LLMs have made simple software trivial
I was out for a run today and I had an idea for an app. I busted out my own app, Quick Notes, and dictated what I wanted this app to do in detail. When I got home, I created a new project in Xcode, I committed it to GitHub, and then I gave Claude Code on the web those dictated notes and asked it to build that app.
About two minutes later, it was done…and it had a build error. 😅
But it was a simple fix, I fixed it, and the app was running on my phone. And you know what? It worked. The UI wasn't perfect, but it was damn close. And I already had a product that achieved the goal I set out to achieve. All in all, I'd say it was about 10 minutes from idea to functioning MVP (and half of that was finishing my run).
Now, of course, I've already spent another 30 minutes iterating on this initial design, fixing some weird issues I came across and thinking of other logical features to add. But still, we're well less than one hour away from even having the idea, and I have something that I could genuinely use for this purpose on my phone.

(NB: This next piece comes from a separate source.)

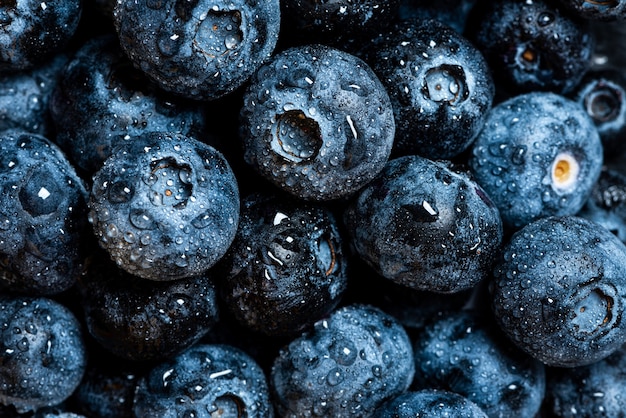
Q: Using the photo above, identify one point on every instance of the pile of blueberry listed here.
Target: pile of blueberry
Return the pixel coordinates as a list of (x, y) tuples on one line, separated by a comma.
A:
[(303, 208)]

There's more work to do, and I don't plan on making this a public app. It's more something that's extremely specific to my needs, but I can't help but start to wonder what the ramifications are in a world where generating software like this is so trivial. Yes, I'm an experienced product and design person with some development skills, and obviously, software development has gotten easier over the years, and I would bet that even before ChatGPT released in 2022, there were more people developing software than there ever had been in the world. But it really feels like this lowers the barrier to entry by an order of magnitude that simply must have ramifications.

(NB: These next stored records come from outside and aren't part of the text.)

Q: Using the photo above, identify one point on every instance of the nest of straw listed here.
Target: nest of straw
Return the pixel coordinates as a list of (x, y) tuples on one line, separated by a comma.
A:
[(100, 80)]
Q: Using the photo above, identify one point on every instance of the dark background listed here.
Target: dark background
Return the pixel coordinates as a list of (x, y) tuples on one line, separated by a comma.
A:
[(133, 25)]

As a simple example, it's possible the app that I thought of could already be achieved in some piece of software someone's released on the App Store. Truth be told, I didn't even look, I just knew exactly what I wanted, and I made it happen. This is a quite niche thing to do in 2026, but what if Apple builds something that replicates this workflow and ships it on the iPhone in a couple of years? What if instead of going to the App Store, they tell you to just ask Siri to make you the app that you need? It feels a bit like when Shortcuts came out and tiny utility apps that just did one thing suddenly became less useful because shortcuts could just do that and people could construct their own. I'm not saying this is a bad thing, but it certainly makes me think about how we're well past the gold rush era of the App Store. I'm also not saying you can't make money with software anymore, but I do think that it's going to take more to stand out from the crowd.

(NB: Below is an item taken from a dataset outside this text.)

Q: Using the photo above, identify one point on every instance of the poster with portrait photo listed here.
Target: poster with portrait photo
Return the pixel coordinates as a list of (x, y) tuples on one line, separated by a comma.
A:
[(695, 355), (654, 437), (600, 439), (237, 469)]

I'm also thinking about the rise of personalized software in general. With the example above, I bet I could find an app that did what I wanted, but I doubt I could find an app that did exactly what I wanted. In general, software developers for the longest time have tried to make software that is flexible enough to satisfy the needs of as wide an audience as possible. If you didn't like a little detail of how an app worked, well, you would just learn to live with it and get used to it. But in a world where you're the one creating the software, you can just change it. You can make exactly what you want. Does this lead to a world where instead of 100,000 people using Things 3 for their task management, there are 100,000 people all with their own task manager that works exactly how they want? Is there a world where Cultured Code releases things to the App Store and everyone gets the same base functionality, but you can use a large language model to modify the app to your needs? It sounds a little crazy, but I don't think it's impossible in the long run.
I'll leave it there, and I don't have some definitive statement on exactly what I think will happen in the future. I genuinely think this is all up in the air, and nobody really knows what's going to happen. I know it's a cliche and you've probably heard it a thousand times, but one of my favorite quotes is, "we are cursed to live in interesting times." I find myself thinking that a lot lately.